If we use a calculator, we'll obtain $\sqrt{7} \approx 2.64575131106459.$

Let us first determine if the square root of 7 is rational or irrational. Let us assume it is rational, so

$\sqrt{7} = \dfrac{m}{n} \Rightarrow 7 = \dfrac{m^2}{n^2} \Rightarrow m^2 = 7n^2.$ m and n are integers, so $m^2$ is divisible by 7, so m is divisible by 7. Therefore,

$(7k)^2 = 7n^2 \Rightarrow 7k^2 = n^2.$ So n should be divisible by 7, and so on. We will obtain the same equality, but m and n can't decrease infinitely. Therefore, our assumption is incorrect, so $\sqrt{7}$ is irrational.

If the fraction ends, we can write it in the form $a_0.a_1a_2a_3\ldots a_n$ . But we can transform it into a rational number

$a_0.a_1a_2a_3\ldots a_n = \dfrac{a_0a_1a_2a_3\ldots a_n}{10^n}$ . However, we proved that $\sqrt{7}$ is irrational, so it can't be represented as a finite fraction.

If the fraction repeats, we call it periodical. Let it have a period of n numbers: $\sqrt{7} = X = a_0.(a_1\ldots a_n)$ . Let us prove it is a rational number.

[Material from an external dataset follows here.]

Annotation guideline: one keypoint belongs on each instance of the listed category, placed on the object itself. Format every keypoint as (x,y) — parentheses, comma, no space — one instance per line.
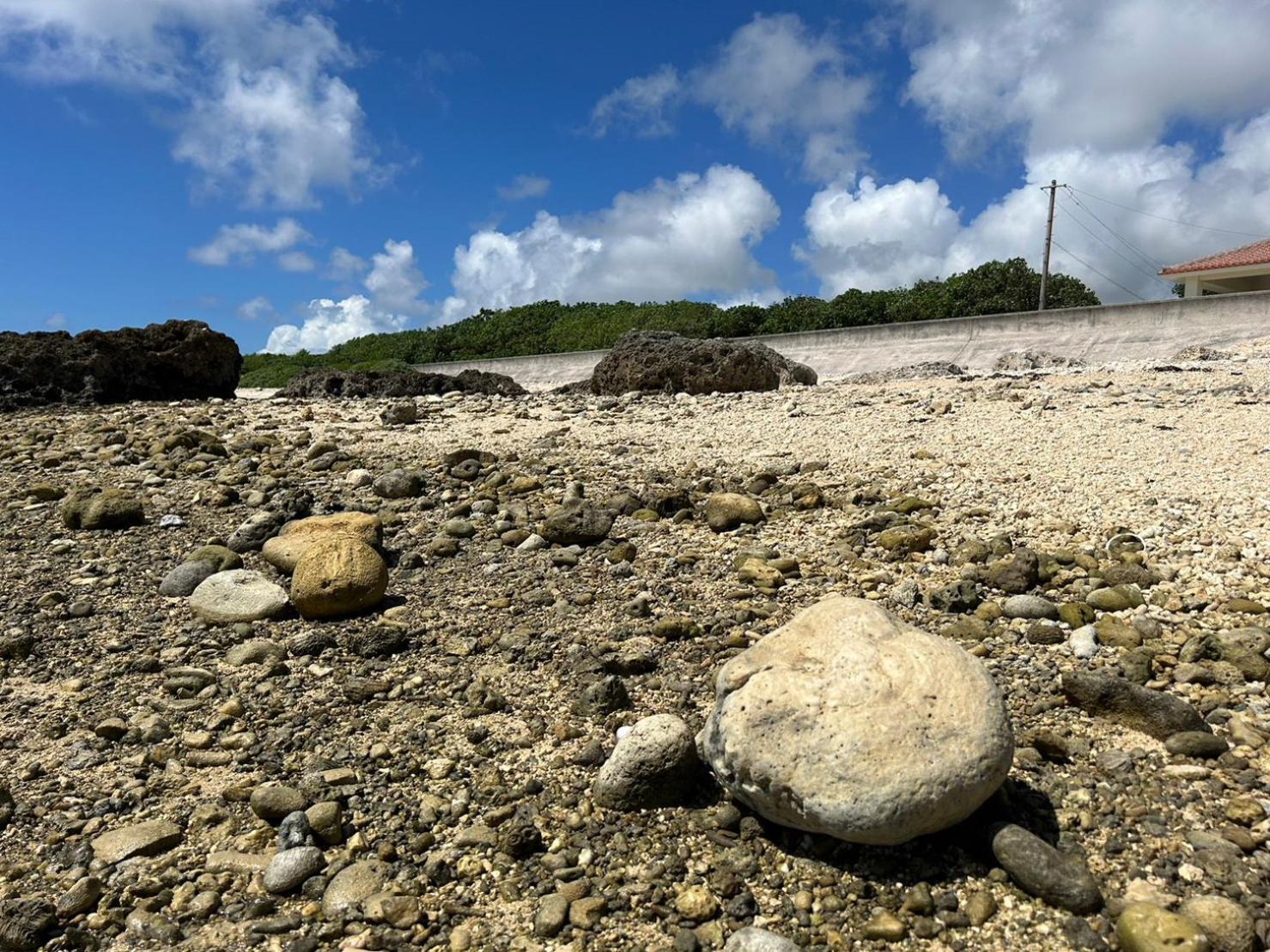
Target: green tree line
(550,326)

$10^nX - X = a_0a_1\ldots a_n.(a_1\ldots a_n) - a_0.(a_1\ldots a_n) = a_0a_1\ldots a_n - a_0.$

$X(10^n-1) = a_0a_1\ldots a_n - a_0 \Longrightarrow X = \dfrac{a_0a_1\ldots a_n - a_0 }{10^n-1}.$

So our X is rational. However, we proved that $\sqrt{7}$ is irrational, so it can't be represented as a periodical fraction.